The ruling party need only win back nine seats in the recount to regain control of parliament.
On Monday, a Zimbabwe high court is expected to rule on a separate opposition petition to force the release of the presidential vote results.
The state media quoted George Chiweshe, the electoral commission chairman, as saying that ballots would be counted again in the presence of party representatives, candidates and election observers next Saturday.
Nelson Chamisa, an MDC spokesman, said the recount was “designed to reverse the will of the people”.
Call for results
The call came after a 13-hour meeting of the Southern African Development Commission (SADC) in Zambia, which had been specially convened to discuss the political deadlock.
However, Biti urged Thabo Mbeki, South Africa’s president, to end his policy of so-called quiet diplomacy in mediating in Zimbabwe.

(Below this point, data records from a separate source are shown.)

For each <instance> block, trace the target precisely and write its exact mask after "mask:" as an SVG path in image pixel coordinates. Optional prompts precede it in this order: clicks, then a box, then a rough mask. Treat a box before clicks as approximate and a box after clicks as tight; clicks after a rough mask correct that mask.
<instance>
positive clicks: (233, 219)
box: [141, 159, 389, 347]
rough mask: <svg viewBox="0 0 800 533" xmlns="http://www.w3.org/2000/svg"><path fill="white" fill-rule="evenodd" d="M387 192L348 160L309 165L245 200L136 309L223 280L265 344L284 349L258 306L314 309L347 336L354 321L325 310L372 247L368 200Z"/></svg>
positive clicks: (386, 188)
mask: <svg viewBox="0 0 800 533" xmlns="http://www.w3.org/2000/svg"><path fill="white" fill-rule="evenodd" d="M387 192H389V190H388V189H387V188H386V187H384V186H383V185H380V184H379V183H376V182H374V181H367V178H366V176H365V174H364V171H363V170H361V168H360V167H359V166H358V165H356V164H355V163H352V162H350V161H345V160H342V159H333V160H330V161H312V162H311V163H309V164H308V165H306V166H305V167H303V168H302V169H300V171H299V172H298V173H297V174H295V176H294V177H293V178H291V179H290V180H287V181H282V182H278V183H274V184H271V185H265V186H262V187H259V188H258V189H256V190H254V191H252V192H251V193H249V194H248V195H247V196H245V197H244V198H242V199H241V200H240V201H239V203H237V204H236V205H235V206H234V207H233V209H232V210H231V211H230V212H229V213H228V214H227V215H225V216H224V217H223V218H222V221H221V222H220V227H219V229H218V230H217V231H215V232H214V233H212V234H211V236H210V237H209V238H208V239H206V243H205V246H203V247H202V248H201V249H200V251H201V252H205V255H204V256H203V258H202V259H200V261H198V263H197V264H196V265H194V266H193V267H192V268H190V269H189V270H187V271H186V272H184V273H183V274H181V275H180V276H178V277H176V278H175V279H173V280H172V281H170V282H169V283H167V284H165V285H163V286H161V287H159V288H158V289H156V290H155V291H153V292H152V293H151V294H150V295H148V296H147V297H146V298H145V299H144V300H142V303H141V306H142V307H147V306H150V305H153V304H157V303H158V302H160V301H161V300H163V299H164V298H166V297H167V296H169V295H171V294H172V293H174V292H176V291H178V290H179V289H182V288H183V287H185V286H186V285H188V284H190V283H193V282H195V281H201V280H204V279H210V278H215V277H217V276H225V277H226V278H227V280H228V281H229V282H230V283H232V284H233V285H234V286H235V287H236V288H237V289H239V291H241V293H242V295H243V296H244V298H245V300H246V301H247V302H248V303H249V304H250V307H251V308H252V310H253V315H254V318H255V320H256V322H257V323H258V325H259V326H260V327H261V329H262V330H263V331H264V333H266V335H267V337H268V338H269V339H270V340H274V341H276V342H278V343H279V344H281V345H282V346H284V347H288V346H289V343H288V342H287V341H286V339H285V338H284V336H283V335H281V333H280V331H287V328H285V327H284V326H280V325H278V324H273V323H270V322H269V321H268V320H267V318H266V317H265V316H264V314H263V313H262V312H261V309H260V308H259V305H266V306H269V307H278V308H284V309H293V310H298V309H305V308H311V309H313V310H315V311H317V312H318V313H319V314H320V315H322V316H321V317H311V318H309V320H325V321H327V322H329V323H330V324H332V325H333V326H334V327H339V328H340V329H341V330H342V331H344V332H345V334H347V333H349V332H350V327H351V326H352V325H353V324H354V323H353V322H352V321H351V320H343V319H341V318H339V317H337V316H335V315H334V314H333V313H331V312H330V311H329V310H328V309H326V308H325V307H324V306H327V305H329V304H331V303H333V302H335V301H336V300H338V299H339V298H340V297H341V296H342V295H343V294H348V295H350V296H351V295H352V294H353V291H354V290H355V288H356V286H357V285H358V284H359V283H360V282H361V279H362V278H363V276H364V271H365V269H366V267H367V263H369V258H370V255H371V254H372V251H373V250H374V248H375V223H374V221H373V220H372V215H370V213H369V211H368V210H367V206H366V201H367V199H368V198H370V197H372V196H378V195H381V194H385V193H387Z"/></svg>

Mbeki must show “more vigour, more openness and a complete abandonment of the policy of quiet diplomacy”, he said.
SADC on Sunday called on Mbeki to continue as chief mediator between the MDC and the ruling Zanu-PF.
Mugabe did not attend the summit, after initially saying he would do so.
Mugabe’s allies had suggested that Saturday’s summit was part of a Western plot to overthrow him because of his land reform programme, which took white-owned farms and redistributed them to blacks.
“This time, African leaders are supposed to do the bidding of the white West, that is to pressure Zimbabwe to abet regime change agenda,” a column in the Herald newspaper said.